Budget Minister Eric Woerth announced Wednesday morning that the deficit would "7.9% of GDP in 2009 instead of 8.2% forecast, and in 2010 should be" around 8.2% " , thus confirming the details of Figaro.
"For the first time in 2009, the state will spend less in 2008 (…). In 2009, we have deficits that are lower than those projected, it is 138 billion euros then we had expected 141 ", he said on France 2. "There will be 7.9% of GDP over the entire public sphere. It was expected 8.2% then 0.3% (less, Ed) is six billion euros in Economics, he said.
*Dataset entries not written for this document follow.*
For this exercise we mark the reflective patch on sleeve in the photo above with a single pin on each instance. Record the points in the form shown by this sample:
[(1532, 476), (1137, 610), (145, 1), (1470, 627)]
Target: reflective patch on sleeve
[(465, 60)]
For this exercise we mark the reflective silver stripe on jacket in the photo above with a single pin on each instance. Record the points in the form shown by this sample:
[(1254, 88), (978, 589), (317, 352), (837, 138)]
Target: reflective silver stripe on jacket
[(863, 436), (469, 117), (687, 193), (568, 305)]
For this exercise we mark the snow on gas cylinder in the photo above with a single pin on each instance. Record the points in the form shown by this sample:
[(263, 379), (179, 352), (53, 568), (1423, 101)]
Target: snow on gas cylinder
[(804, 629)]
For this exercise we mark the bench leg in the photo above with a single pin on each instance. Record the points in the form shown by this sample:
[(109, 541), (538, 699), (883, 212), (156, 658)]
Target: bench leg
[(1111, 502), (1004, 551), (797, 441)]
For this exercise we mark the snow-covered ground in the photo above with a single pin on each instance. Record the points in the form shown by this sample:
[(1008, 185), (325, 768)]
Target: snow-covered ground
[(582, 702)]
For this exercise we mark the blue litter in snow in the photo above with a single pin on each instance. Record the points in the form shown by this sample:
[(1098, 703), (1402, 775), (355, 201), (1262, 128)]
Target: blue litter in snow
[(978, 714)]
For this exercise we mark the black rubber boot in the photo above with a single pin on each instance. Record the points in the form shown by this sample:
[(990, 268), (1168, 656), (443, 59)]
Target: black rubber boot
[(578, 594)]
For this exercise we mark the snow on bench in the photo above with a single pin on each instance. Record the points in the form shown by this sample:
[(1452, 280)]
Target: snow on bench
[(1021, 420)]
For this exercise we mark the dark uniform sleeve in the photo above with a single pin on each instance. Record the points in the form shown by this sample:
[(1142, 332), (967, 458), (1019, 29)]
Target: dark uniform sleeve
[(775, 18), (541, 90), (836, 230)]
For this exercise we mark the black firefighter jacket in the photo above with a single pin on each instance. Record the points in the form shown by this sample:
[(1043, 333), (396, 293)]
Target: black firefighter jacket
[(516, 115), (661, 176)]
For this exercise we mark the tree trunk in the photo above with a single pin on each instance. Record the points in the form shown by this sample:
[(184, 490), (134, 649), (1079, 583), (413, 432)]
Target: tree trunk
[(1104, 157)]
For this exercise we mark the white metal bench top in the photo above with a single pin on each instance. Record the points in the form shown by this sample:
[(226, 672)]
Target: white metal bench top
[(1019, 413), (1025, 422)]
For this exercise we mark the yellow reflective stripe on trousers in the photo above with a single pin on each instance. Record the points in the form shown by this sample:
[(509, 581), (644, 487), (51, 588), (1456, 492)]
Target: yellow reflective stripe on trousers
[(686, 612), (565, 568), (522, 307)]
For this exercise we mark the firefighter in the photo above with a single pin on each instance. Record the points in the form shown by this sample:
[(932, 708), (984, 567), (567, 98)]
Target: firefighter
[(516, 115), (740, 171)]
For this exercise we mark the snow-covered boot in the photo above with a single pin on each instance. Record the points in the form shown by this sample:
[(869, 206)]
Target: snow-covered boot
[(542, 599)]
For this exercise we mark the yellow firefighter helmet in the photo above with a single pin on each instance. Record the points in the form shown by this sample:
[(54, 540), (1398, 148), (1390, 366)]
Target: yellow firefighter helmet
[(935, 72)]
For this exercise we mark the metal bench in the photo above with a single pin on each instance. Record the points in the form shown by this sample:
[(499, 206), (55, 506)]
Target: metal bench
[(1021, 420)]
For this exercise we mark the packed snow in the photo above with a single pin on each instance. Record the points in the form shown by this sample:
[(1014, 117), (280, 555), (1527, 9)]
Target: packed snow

"In 2010, the deficit will be around 8.2%. We had planned to 8.5, "said Budget Minister, welcoming the" changing world ".These deficits are "due to the extraordinary fall of revenue and also to boost spending to avert the crisis," analyzed Mr Woerth
The minister had already announced on Monday that the government deficit would reach a record 138 billion euros in 2009, slightly less so than the 141 billion expected.
These figures reflect a slight improvement on the growth front: while the government awaited a recession of 2.25% last year, the President of the Republic Nicolas Sarkozy recently referred to a range between -2 and -2, 1%. Same scenario for 2010 because the executive had planned to raise its growth forecast of 0.75% to 1.4%.
An improvement that benefits the accounts of the State through tax revenue slightly better than expected, particularly for the corporation tax in late 2009.
Like other countries, France remains very near the limit set by the European treaties to a public deficit below 3% of GDP. Brussels has granted a reprieve until 2013 to return to the nails.
"Even before the issue of public spending, the real question is how we do (…) to strengthen this recovery," he said. "This is not recovering very violent, it's the least we can say," he conceded, noting that if the financial crisis is "definitely behind us, the economic crisis is still there."